Experimental and theoretical studies on the out-of-plane behavior of masonry strengthened with engineered cementitious composite

Abstract

Unreinforced masonry (URM) buildings are vulnerable to out-of-plane impacts. In this study, the authors adopted engineered cementitious composite (ECC) overlay as reinforcement to enhance the mechanical property of masonry walls in out-of-plane direction. For this purpose, 15 masonry wall specimens were fabricated and loaded to failure. The influences of ECC overlay thickness (10, 30, and 50 mm) and strengthening layouts (single-sided and double-sided) were highlighted. Comprehensive experimental investigations and theoretical analyses for the out-of-plane behavior of specimens were presented. The test results indicated that increasing the overlay thickness on the tensile side of wall can effectively improve the strength, deformability, stiffness and energy dissipation of masonry.
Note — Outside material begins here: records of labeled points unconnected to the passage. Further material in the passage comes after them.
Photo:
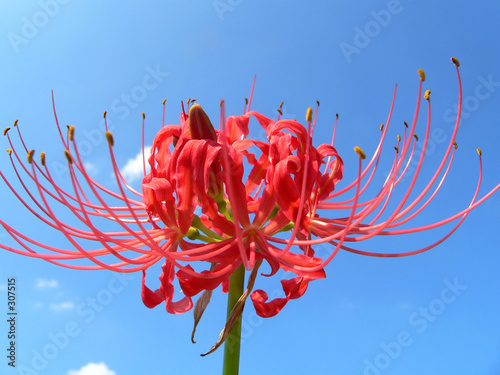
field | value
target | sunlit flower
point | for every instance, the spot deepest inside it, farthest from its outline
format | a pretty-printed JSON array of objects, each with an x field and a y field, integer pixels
[{"x": 217, "y": 200}]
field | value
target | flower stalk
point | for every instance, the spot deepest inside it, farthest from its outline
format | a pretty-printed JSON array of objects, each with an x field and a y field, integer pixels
[{"x": 232, "y": 345}]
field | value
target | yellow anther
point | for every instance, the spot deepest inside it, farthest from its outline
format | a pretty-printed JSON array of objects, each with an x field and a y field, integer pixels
[
  {"x": 68, "y": 156},
  {"x": 421, "y": 74},
  {"x": 360, "y": 152},
  {"x": 309, "y": 114},
  {"x": 109, "y": 137},
  {"x": 71, "y": 132},
  {"x": 30, "y": 156}
]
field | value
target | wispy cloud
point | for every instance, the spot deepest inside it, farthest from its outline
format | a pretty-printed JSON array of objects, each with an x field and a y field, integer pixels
[
  {"x": 45, "y": 283},
  {"x": 62, "y": 306},
  {"x": 133, "y": 169},
  {"x": 93, "y": 369}
]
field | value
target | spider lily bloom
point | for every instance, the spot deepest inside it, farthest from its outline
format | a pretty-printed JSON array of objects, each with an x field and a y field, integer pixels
[{"x": 217, "y": 201}]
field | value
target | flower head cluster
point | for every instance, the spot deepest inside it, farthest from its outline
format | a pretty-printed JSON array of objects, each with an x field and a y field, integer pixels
[{"x": 217, "y": 200}]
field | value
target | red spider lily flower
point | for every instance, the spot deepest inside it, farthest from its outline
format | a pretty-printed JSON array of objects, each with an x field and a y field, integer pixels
[{"x": 215, "y": 200}]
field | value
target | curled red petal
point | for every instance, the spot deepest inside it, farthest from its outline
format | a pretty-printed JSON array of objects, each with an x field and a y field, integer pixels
[{"x": 293, "y": 288}]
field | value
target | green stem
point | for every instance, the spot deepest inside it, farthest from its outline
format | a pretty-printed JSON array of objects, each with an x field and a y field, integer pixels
[{"x": 232, "y": 345}]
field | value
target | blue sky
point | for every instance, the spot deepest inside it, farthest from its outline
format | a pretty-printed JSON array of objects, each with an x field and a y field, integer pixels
[{"x": 435, "y": 313}]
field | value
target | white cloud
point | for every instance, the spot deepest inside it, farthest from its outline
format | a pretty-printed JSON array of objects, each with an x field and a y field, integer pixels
[
  {"x": 133, "y": 169},
  {"x": 62, "y": 306},
  {"x": 45, "y": 283},
  {"x": 93, "y": 369}
]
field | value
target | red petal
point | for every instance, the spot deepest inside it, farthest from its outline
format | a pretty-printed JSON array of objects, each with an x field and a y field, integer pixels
[{"x": 293, "y": 288}]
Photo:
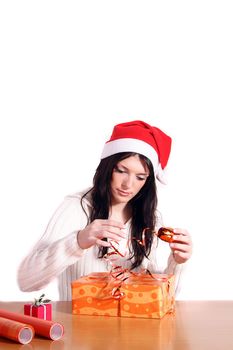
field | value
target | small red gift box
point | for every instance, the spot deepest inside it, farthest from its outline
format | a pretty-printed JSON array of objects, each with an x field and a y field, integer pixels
[{"x": 43, "y": 311}]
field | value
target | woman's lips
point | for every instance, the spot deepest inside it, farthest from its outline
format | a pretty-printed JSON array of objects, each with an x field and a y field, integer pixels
[{"x": 123, "y": 193}]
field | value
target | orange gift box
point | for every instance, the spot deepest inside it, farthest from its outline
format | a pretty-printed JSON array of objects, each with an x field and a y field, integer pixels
[
  {"x": 142, "y": 295},
  {"x": 147, "y": 296},
  {"x": 91, "y": 295}
]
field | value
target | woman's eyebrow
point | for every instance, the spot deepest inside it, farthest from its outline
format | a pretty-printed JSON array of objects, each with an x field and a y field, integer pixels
[{"x": 125, "y": 168}]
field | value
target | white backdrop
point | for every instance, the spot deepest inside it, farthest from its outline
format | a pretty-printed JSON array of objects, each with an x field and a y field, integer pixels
[{"x": 70, "y": 70}]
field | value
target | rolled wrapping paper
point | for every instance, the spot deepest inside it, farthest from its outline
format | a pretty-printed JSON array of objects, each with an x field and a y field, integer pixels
[
  {"x": 47, "y": 329},
  {"x": 17, "y": 331}
]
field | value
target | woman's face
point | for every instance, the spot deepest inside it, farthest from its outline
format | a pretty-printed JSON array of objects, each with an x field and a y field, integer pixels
[{"x": 128, "y": 177}]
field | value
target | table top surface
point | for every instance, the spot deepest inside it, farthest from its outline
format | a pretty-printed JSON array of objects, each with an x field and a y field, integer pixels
[{"x": 199, "y": 325}]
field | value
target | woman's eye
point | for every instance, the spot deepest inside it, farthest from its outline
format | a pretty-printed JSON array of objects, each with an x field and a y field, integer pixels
[{"x": 121, "y": 171}]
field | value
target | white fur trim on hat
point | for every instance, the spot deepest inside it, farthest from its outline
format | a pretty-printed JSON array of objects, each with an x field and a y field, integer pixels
[{"x": 137, "y": 146}]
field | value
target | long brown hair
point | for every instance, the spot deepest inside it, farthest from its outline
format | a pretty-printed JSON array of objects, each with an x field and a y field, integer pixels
[{"x": 143, "y": 205}]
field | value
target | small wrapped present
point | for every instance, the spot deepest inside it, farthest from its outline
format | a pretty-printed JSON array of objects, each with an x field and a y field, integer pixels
[
  {"x": 138, "y": 295},
  {"x": 41, "y": 308},
  {"x": 91, "y": 295},
  {"x": 147, "y": 296}
]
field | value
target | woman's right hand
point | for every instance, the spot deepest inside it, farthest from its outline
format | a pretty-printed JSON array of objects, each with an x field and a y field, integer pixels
[{"x": 94, "y": 233}]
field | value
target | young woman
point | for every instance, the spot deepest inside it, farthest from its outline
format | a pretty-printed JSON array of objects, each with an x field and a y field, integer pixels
[{"x": 110, "y": 217}]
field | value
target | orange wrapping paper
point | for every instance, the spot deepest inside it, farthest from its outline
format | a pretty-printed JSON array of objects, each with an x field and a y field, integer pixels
[
  {"x": 147, "y": 296},
  {"x": 47, "y": 329},
  {"x": 19, "y": 332},
  {"x": 91, "y": 295},
  {"x": 144, "y": 295}
]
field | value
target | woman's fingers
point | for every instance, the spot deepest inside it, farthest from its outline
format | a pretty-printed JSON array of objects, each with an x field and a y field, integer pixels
[{"x": 181, "y": 245}]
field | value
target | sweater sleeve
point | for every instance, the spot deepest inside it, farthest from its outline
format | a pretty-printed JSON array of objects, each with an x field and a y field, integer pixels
[
  {"x": 161, "y": 260},
  {"x": 56, "y": 250}
]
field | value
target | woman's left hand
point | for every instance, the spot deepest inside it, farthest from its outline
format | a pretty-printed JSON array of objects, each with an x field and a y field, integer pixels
[{"x": 181, "y": 245}]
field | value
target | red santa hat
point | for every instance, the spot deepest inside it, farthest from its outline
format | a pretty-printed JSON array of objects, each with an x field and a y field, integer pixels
[{"x": 140, "y": 137}]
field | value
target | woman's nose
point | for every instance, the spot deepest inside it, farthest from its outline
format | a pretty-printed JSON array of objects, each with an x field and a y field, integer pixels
[{"x": 128, "y": 181}]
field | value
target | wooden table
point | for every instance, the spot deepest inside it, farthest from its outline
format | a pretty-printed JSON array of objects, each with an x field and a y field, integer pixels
[{"x": 195, "y": 325}]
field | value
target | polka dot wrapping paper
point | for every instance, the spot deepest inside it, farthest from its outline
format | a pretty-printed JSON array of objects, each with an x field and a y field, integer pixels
[{"x": 142, "y": 295}]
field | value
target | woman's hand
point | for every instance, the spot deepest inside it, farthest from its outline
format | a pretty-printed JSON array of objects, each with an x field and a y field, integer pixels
[
  {"x": 94, "y": 233},
  {"x": 181, "y": 245}
]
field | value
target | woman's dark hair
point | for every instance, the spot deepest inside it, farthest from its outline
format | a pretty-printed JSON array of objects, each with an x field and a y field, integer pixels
[{"x": 143, "y": 205}]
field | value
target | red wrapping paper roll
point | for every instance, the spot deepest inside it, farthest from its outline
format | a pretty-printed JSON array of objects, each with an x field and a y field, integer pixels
[
  {"x": 47, "y": 329},
  {"x": 17, "y": 331}
]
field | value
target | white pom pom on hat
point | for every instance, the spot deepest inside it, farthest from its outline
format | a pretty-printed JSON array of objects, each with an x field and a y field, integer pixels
[{"x": 140, "y": 137}]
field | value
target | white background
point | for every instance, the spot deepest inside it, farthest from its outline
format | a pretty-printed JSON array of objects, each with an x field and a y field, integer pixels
[{"x": 70, "y": 70}]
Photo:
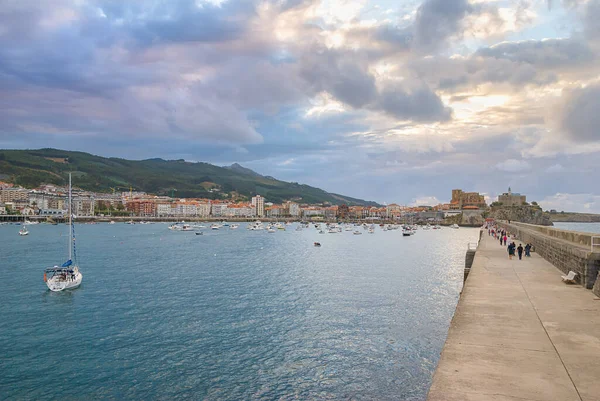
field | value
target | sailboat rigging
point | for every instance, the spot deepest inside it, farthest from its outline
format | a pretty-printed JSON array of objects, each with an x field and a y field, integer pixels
[{"x": 67, "y": 275}]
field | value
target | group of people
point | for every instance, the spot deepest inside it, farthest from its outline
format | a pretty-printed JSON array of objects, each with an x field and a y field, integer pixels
[
  {"x": 503, "y": 236},
  {"x": 520, "y": 249}
]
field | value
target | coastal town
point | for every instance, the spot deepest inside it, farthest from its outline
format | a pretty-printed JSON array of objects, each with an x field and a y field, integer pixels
[{"x": 50, "y": 201}]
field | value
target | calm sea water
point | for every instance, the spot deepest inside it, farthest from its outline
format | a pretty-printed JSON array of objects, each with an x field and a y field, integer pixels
[
  {"x": 230, "y": 315},
  {"x": 585, "y": 227}
]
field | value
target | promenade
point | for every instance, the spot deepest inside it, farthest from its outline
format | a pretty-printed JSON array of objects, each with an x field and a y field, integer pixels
[{"x": 520, "y": 333}]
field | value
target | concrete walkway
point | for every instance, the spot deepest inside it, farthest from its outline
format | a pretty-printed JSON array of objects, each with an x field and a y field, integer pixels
[{"x": 519, "y": 333}]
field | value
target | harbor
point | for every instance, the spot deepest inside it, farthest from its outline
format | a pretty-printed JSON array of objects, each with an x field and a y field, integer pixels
[{"x": 233, "y": 314}]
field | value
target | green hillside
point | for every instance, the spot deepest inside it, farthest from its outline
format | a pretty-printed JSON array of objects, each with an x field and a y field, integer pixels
[{"x": 30, "y": 168}]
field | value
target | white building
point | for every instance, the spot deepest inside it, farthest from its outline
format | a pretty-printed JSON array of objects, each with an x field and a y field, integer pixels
[
  {"x": 241, "y": 211},
  {"x": 13, "y": 194},
  {"x": 259, "y": 204},
  {"x": 218, "y": 209},
  {"x": 294, "y": 209},
  {"x": 83, "y": 206}
]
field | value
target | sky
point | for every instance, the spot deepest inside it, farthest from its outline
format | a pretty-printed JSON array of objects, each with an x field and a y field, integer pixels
[{"x": 394, "y": 101}]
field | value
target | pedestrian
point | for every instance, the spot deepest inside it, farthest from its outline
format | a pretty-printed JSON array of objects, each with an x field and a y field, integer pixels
[
  {"x": 520, "y": 251},
  {"x": 511, "y": 251}
]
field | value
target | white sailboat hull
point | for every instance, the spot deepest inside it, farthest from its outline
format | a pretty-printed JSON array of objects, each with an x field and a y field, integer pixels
[{"x": 58, "y": 284}]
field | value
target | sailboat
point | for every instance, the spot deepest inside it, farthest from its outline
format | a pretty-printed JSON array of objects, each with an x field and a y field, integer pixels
[{"x": 67, "y": 275}]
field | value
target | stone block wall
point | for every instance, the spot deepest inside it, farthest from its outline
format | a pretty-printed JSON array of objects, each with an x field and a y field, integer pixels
[{"x": 561, "y": 253}]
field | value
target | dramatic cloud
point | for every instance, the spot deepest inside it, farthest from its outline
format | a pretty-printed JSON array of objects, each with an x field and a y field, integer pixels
[
  {"x": 513, "y": 166},
  {"x": 397, "y": 102},
  {"x": 580, "y": 118}
]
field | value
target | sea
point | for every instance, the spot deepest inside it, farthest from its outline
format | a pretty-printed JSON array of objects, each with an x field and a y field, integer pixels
[
  {"x": 584, "y": 227},
  {"x": 227, "y": 315}
]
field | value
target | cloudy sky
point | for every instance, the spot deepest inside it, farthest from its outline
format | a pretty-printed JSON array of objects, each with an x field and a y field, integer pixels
[{"x": 391, "y": 100}]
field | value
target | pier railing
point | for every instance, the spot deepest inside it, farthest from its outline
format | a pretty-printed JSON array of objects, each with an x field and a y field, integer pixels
[{"x": 595, "y": 244}]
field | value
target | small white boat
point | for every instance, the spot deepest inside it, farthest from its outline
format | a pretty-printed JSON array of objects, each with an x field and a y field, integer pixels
[{"x": 181, "y": 227}]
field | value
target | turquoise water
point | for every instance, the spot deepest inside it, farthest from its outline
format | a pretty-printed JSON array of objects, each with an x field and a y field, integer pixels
[
  {"x": 584, "y": 227},
  {"x": 230, "y": 315}
]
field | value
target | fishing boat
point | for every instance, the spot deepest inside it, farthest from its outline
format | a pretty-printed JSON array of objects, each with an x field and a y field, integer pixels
[{"x": 67, "y": 275}]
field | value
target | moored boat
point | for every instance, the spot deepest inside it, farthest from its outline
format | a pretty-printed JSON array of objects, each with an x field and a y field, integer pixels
[{"x": 67, "y": 275}]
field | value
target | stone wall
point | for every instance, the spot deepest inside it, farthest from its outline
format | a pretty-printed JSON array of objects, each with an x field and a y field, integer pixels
[{"x": 564, "y": 249}]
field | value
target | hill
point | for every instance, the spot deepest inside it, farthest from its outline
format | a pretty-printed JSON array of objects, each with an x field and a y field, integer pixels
[{"x": 30, "y": 168}]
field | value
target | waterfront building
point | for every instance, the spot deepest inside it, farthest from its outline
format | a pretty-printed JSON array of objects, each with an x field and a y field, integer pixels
[
  {"x": 240, "y": 210},
  {"x": 294, "y": 209},
  {"x": 512, "y": 198},
  {"x": 51, "y": 212},
  {"x": 259, "y": 203},
  {"x": 343, "y": 212},
  {"x": 218, "y": 209},
  {"x": 393, "y": 211},
  {"x": 83, "y": 206},
  {"x": 13, "y": 194},
  {"x": 142, "y": 208},
  {"x": 462, "y": 199},
  {"x": 273, "y": 211}
]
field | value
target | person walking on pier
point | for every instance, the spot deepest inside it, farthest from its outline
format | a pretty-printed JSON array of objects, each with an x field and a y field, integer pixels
[
  {"x": 511, "y": 250},
  {"x": 520, "y": 251}
]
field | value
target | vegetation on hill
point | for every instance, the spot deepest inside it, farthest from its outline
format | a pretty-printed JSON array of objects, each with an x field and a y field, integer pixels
[
  {"x": 531, "y": 214},
  {"x": 31, "y": 168}
]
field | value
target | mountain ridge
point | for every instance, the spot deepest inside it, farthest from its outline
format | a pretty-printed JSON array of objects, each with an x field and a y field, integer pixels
[{"x": 32, "y": 167}]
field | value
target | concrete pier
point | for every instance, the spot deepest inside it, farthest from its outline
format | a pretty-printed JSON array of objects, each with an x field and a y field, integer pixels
[{"x": 520, "y": 333}]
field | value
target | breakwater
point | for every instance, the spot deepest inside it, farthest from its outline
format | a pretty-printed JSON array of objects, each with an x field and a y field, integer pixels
[
  {"x": 519, "y": 332},
  {"x": 566, "y": 250}
]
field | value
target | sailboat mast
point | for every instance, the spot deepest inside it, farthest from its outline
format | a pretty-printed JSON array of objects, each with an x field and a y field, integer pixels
[{"x": 70, "y": 220}]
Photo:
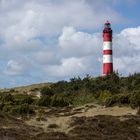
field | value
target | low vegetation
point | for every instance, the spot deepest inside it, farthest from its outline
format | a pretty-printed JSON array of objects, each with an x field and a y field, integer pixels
[{"x": 109, "y": 91}]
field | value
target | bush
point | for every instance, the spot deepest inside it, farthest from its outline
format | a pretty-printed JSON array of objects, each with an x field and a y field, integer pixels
[
  {"x": 83, "y": 98},
  {"x": 7, "y": 98},
  {"x": 46, "y": 91},
  {"x": 44, "y": 101},
  {"x": 135, "y": 99},
  {"x": 104, "y": 95},
  {"x": 60, "y": 100},
  {"x": 117, "y": 99},
  {"x": 27, "y": 100},
  {"x": 111, "y": 101},
  {"x": 23, "y": 109}
]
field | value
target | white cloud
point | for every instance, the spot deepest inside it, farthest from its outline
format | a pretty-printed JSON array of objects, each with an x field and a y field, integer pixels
[
  {"x": 17, "y": 67},
  {"x": 78, "y": 44},
  {"x": 127, "y": 51}
]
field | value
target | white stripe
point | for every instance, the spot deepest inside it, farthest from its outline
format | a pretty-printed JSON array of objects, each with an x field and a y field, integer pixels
[
  {"x": 107, "y": 59},
  {"x": 107, "y": 45}
]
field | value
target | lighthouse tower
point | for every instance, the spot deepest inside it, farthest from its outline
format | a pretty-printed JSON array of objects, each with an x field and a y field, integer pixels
[{"x": 107, "y": 49}]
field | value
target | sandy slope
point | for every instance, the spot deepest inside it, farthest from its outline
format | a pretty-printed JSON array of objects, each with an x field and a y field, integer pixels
[{"x": 63, "y": 118}]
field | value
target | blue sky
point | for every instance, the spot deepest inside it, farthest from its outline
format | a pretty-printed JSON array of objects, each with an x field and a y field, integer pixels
[{"x": 51, "y": 40}]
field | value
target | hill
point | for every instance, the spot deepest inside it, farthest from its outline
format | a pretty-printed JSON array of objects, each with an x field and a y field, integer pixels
[{"x": 88, "y": 108}]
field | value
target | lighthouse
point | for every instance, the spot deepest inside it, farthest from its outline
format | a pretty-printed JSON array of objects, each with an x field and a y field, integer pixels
[{"x": 107, "y": 49}]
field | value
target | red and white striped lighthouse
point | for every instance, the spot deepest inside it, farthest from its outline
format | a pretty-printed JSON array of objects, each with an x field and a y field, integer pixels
[{"x": 107, "y": 49}]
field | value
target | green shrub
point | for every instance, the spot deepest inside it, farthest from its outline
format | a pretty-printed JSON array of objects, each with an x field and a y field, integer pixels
[
  {"x": 117, "y": 99},
  {"x": 7, "y": 98},
  {"x": 44, "y": 101},
  {"x": 27, "y": 100},
  {"x": 22, "y": 109},
  {"x": 46, "y": 91},
  {"x": 83, "y": 98},
  {"x": 60, "y": 100},
  {"x": 135, "y": 99},
  {"x": 111, "y": 101},
  {"x": 104, "y": 95}
]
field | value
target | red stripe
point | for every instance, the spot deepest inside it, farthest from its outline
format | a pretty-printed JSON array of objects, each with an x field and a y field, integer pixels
[
  {"x": 106, "y": 52},
  {"x": 107, "y": 68}
]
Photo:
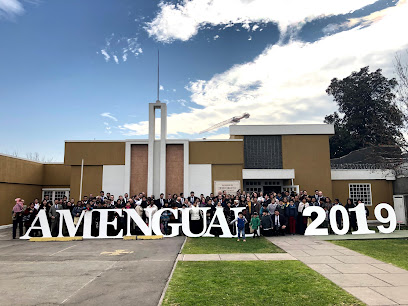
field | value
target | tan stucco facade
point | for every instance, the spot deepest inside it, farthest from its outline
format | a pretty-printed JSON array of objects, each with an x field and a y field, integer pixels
[
  {"x": 25, "y": 179},
  {"x": 381, "y": 191},
  {"x": 226, "y": 159},
  {"x": 309, "y": 155},
  {"x": 216, "y": 152},
  {"x": 95, "y": 153},
  {"x": 226, "y": 173}
]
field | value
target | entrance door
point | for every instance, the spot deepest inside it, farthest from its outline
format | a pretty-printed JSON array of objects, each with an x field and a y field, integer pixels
[{"x": 269, "y": 189}]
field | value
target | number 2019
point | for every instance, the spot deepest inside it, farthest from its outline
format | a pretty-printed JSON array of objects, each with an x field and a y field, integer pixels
[{"x": 359, "y": 210}]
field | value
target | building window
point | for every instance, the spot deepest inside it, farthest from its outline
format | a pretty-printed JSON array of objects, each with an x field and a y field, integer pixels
[
  {"x": 55, "y": 193},
  {"x": 360, "y": 192},
  {"x": 263, "y": 152}
]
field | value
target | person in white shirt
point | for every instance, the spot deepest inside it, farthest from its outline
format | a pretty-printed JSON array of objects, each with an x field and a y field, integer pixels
[
  {"x": 195, "y": 217},
  {"x": 302, "y": 221}
]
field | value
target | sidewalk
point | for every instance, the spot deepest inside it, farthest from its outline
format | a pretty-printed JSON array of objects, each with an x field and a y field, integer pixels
[
  {"x": 372, "y": 281},
  {"x": 393, "y": 235},
  {"x": 235, "y": 257}
]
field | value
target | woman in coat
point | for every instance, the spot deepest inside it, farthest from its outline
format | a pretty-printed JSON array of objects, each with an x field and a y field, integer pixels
[{"x": 352, "y": 214}]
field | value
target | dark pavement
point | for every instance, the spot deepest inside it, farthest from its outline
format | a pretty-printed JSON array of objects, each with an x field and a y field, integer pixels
[{"x": 79, "y": 272}]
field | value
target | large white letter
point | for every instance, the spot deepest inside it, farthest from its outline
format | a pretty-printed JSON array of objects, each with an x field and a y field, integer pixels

More importantly, with the increase in overlay thickness, the failure modes of the strengthened walls were converted from flexural to flexural-shear and lastly to shear-bond slip. It is noted that the specimens that failed in flexural-shear exhibited superior overall performance, and excessive thickness of overlay may be detrimental to both ductility and energy dissipation. Moreover, flexural and shear analysis models were proposed to predict the strength of the strengthened specimens and calibrated by the test data.